Peter Milton, Family Reunion, Etching & Sugar Lift, 1986

Peter Winslow Milton is a colorblind American artist diagnosed with deuteranopia after hearing a comment about the pink in his landscapes. He attended the Virginia Military Institute and earned his MFA in 1961. Milton is a visual artist of black and white etchings and engravings that often display an extraordinary degree of photo-realistic detail placed in the service of a visionary aesthetic. His themes include architecture, history, and memory, as he employs complex layers in the printmaking process. In the work Stolen Moments, the method of aquatint printmaking is used where the artist creates wash effects by brushing them on the printing plate with a fluid in which sugar has been dissolved. The plate is then covered with stopping-out varnish and immersed in water; the sugar swells and lifts the varnish off the plate. Peter Milton attended the Virginia Military Institute and earned his MFA in 1961.

Christyl Boger, Off Shore, Glazed Earthenware, 2004

The artwork of Christyl Ann Boger is largely idealized nude ceramic figures that resemble 18th-century Greek porcelain sculpture with aspects that mimic contemporary ceramics.  In her statement, she says, “ The pieces featuring figures posed with a variation on inflatable beach toys that reference the heroic narratives of Greco Roman mythology in an absurdist way.”  The figures are 1/3 life-size earthenware, often incorporating gold enameling and typical western patterns such as fruits and flowers.  She worked as a Professor at Indiana University and earned her BFA at Miami University and her MFA at Ohio University.

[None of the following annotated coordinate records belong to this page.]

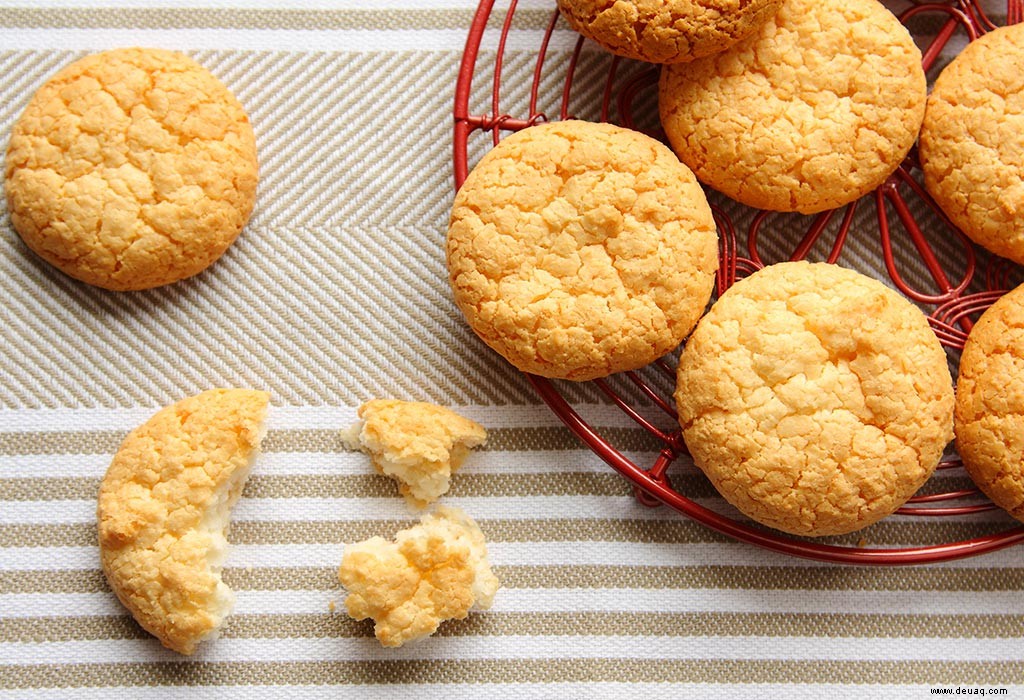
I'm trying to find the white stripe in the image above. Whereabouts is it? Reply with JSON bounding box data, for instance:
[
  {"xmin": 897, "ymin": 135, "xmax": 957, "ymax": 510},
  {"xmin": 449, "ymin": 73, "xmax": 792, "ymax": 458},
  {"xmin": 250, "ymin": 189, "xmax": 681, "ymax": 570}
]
[
  {"xmin": 0, "ymin": 585, "xmax": 1024, "ymax": 618},
  {"xmin": 8, "ymin": 544, "xmax": 1022, "ymax": 573},
  {"xmin": 0, "ymin": 687, "xmax": 1024, "ymax": 700},
  {"xmin": 0, "ymin": 401, "xmax": 671, "ymax": 433},
  {"xmin": 0, "ymin": 0, "xmax": 552, "ymax": 8},
  {"xmin": 0, "ymin": 493, "xmax": 1012, "ymax": 523},
  {"xmin": 0, "ymin": 449, "xmax": 663, "ymax": 480},
  {"xmin": 0, "ymin": 634, "xmax": 1020, "ymax": 665}
]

Phillip Campbell, Afternoon Escape, Acylic on Canvas, 1991

Philip Campbell creates paintings and objects that have a physicality about their presence. These are either assemblages or collages on canvas, and he works with wood, paper and cloth. Afternoon Escape’s abstracted landscape is an acrylic collage on paper with simplified shapes of colorful objects.   He says in a statement, “By completing this major transformation, I have become a physical reflection of my art and a living product of my life’s work to date as well as inspiration for my future creations. A completely changed, renewed human being. My renewal experience has been the topic of many interesting conversations, and because of the discomfort of the healing process, I have been acutely and constantly aware of my transformation.”  Philip Campbell earned his BFA from the Herron School of Art.

Installation image, Pescovitz Collection, OUAG. 2021

There’s a difference between buying art and collecting art. Buying art is more of a random activity based on likes, preferences or attractions at any given moment while collecting art is more of a purposeful, directed long-term commitment.  The Pescovitz Art Collection on display at the Oakland University Art Gallery provides the students and the public with a large variety of artworks representing a diversity of art forms and expression.  It is worth a visit.

This exhibition includes artworks by: Yaacov Agam, Philip H. Campbell, Christo and Jeanne-Claude, Chuck Close, James Wille Faust, Sam Gilliam, Janis Goodman, Robert Mapplethorpe, Peter Milton, Judy Pfaff and John Torreano.

Selections from the Mark and Ora Hirsch Pescovitz Collection, will run through November 21, 2021 at Oakland University Art Gallery.